Friday, December 12, 2014

12 More Things I Have Learned About Qualitative Research


This is the second half of my brainstorming list regarding what I have learned about qualitative research.  Again, when the mind is under pressure--what comes out?


  1. Use project management skills...as one would for business settings...to insure you have the best ways to organize your information; a good timeline; appropriate communication between team members.
  2. Create efficient, well-structured electronic data bases for your information.  It’s misguided to say that real qualitative researchers shouldn't use up-to-date organizational tools.
  3. Collect data and conduct QR with the notion that you will be sharing your materials in an archive and with a larger world.

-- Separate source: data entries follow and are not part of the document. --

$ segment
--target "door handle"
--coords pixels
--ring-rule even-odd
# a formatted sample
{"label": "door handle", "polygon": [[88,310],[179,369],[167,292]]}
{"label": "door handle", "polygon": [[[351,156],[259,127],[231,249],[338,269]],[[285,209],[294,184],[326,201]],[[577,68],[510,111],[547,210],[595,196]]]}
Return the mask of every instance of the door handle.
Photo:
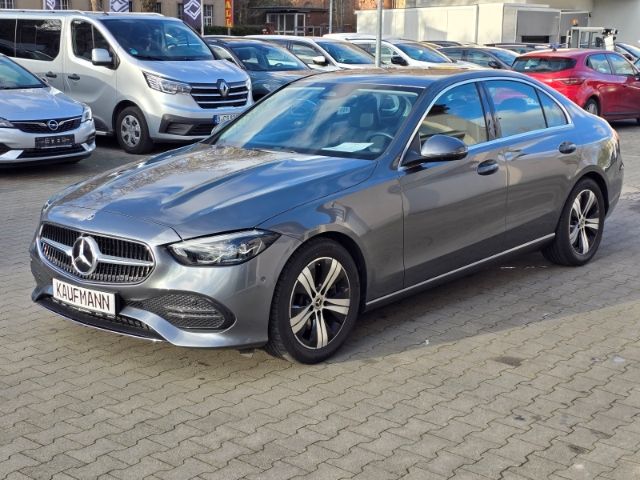
{"label": "door handle", "polygon": [[498,162],[495,160],[485,160],[484,162],[478,165],[478,175],[491,175],[492,173],[496,173],[500,166]]}
{"label": "door handle", "polygon": [[558,147],[558,151],[564,154],[573,153],[577,149],[578,147],[576,146],[576,144],[571,142],[562,142]]}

  4. When someone throws you a bunch of methodological arguments that seem over your head, it may not be you—it may really be them.  Go back to basics and leave the fancy new words out of it and see if it really looks like something new.  Figure out how it would really work with this method—can it be done; what does it add to the way you do things?
  5. Think art; let your brain process things in different ways—go away and come back to it.

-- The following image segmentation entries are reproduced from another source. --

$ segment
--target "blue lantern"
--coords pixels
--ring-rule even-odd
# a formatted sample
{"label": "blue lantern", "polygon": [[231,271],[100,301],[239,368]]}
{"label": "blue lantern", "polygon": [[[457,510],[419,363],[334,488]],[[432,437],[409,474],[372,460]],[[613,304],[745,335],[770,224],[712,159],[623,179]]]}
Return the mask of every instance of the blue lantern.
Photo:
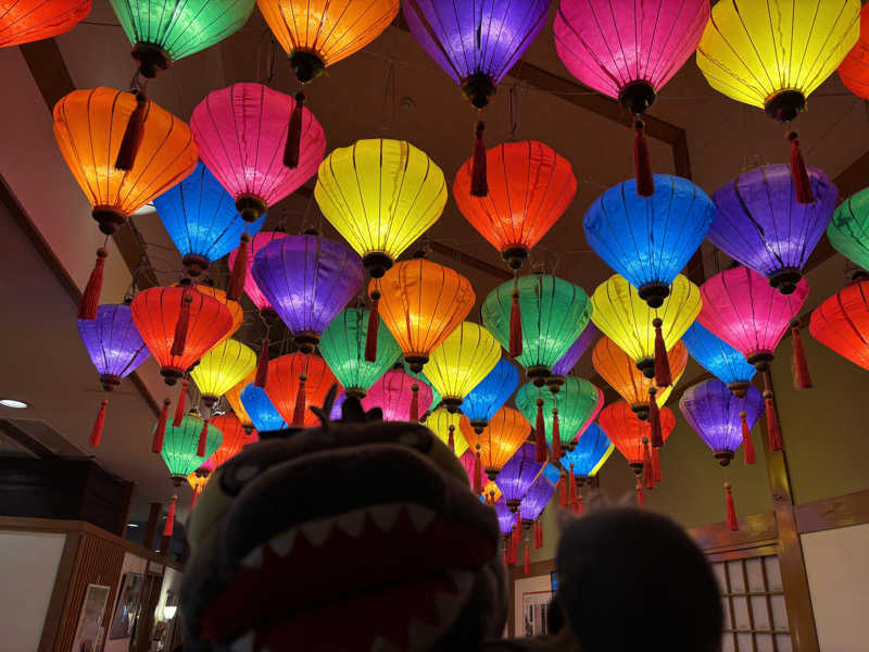
{"label": "blue lantern", "polygon": [[595,199],[585,212],[585,239],[651,308],[659,308],[714,214],[715,204],[698,186],[656,174],[651,197],[638,196],[635,179],[629,179]]}
{"label": "blue lantern", "polygon": [[278,414],[272,401],[268,400],[265,390],[256,387],[253,383],[241,390],[241,404],[248,412],[248,416],[253,422],[253,427],[260,432],[269,430],[282,430],[287,427],[287,422]]}
{"label": "blue lantern", "polygon": [[265,222],[265,215],[244,222],[236,200],[201,161],[181,183],[154,199],[154,206],[191,276],[238,247],[241,234],[259,234]]}
{"label": "blue lantern", "polygon": [[519,386],[519,371],[501,360],[462,402],[462,412],[475,428],[484,428],[495,412],[504,406]]}
{"label": "blue lantern", "polygon": [[713,335],[700,322],[685,330],[682,341],[688,352],[713,376],[727,385],[736,398],[743,398],[757,369],[745,361],[745,355],[722,339]]}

  6. Use visualizations—in all possible forms to help yourself to see the materials in new ways.
  7. Coding is nothing more than creating an efficient data base that can be used in multiple ways for the next parts of the project. 
  8. Fracture and tag ideas and text; then use the tags to juxtapose and re-vision the same materials—that’s where interpretation begins. 
  9. Most projects code once and then code again in different ways;  think, rethink, think about parts, think about new wholes.
  10. Spend good time on your question; let it serve as a means to bound your focus; get a good fit so it won’t be too narrow or too expensive. 
  11. Write extensively at ALL stages of the project.  Organize these materials as efficiently as possible for connection and retrieval—they are secondary data and you will need them as much as your raw materials.
  12. Think with others; Interpret collectively; Honor the interpretive meeting.